Recently a Syncrolift shiplift system was delivered to Norwegian repair yard Skarvik. Requiring no wooden blocking, the system integrates support arms that increase versatility in a simpler solution, designed for vessel repair operations. Ship washdown can be performed on the steel decking of the platform without compromising stability. Water is quickly removed by tilting the platform using the Syncrolift control system, and special channels direct waste from the vessel into tanks on land.
While ownership has changed over the years, the company has a long history with over 240 shiplifts installed worldwide.
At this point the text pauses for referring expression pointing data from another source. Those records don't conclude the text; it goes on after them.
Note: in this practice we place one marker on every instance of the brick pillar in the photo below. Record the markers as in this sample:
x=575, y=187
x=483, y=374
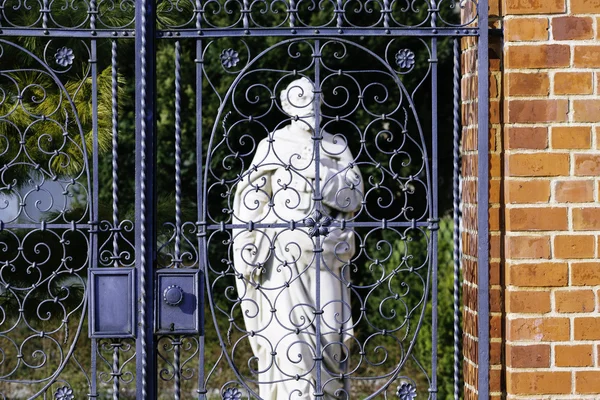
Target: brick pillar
x=552, y=162
x=470, y=236
x=544, y=202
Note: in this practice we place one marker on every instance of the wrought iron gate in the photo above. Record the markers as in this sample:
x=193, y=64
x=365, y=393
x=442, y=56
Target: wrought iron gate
x=230, y=198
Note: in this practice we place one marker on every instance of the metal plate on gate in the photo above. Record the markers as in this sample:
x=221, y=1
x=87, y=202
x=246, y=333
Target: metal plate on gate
x=177, y=297
x=112, y=305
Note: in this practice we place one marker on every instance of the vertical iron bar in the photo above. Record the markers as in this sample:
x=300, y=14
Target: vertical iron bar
x=386, y=13
x=94, y=209
x=177, y=368
x=115, y=155
x=292, y=11
x=456, y=216
x=177, y=261
x=483, y=311
x=115, y=370
x=245, y=11
x=317, y=198
x=434, y=208
x=200, y=199
x=45, y=11
x=145, y=196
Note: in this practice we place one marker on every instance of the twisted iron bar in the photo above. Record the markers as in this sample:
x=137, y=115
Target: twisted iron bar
x=177, y=261
x=115, y=154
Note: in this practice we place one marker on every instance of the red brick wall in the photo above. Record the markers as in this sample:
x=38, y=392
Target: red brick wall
x=544, y=193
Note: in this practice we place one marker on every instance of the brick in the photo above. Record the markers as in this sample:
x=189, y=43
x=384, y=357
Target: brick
x=541, y=329
x=587, y=328
x=531, y=356
x=571, y=137
x=585, y=274
x=585, y=6
x=586, y=110
x=587, y=164
x=517, y=7
x=573, y=83
x=574, y=246
x=538, y=274
x=586, y=219
x=587, y=56
x=530, y=191
x=531, y=84
x=537, y=302
x=526, y=29
x=532, y=111
x=574, y=191
x=574, y=301
x=542, y=382
x=538, y=164
x=538, y=56
x=534, y=138
x=574, y=356
x=587, y=382
x=572, y=28
x=536, y=219
x=528, y=247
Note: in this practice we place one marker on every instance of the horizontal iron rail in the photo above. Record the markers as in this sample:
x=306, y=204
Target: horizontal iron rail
x=259, y=32
x=334, y=224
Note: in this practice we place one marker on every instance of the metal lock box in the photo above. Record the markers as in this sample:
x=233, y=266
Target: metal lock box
x=177, y=301
x=112, y=302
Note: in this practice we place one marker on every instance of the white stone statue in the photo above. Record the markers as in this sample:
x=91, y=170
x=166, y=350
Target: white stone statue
x=276, y=266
Initially developed in 1953, the system has undergone constant improvement with the company continuing to offer support for all of its installed equipment. In keeping with the times, training and support is offered using cutting edge technology including virtual reality simulations.
While the global market for heavy lift vessel utilization may be down currently, it will be those companies that are lifting smarter and pushing the envelope of technology that will be well positioned to dominate the market in the future.
Sean Hogue is a Master Mariner and Vice President of Marine Assurance at Baker Marine Solutions. This is his first appearance in the magazine.
The opinions expressed herein are the author's and not necessarily those of The Maritime Executive.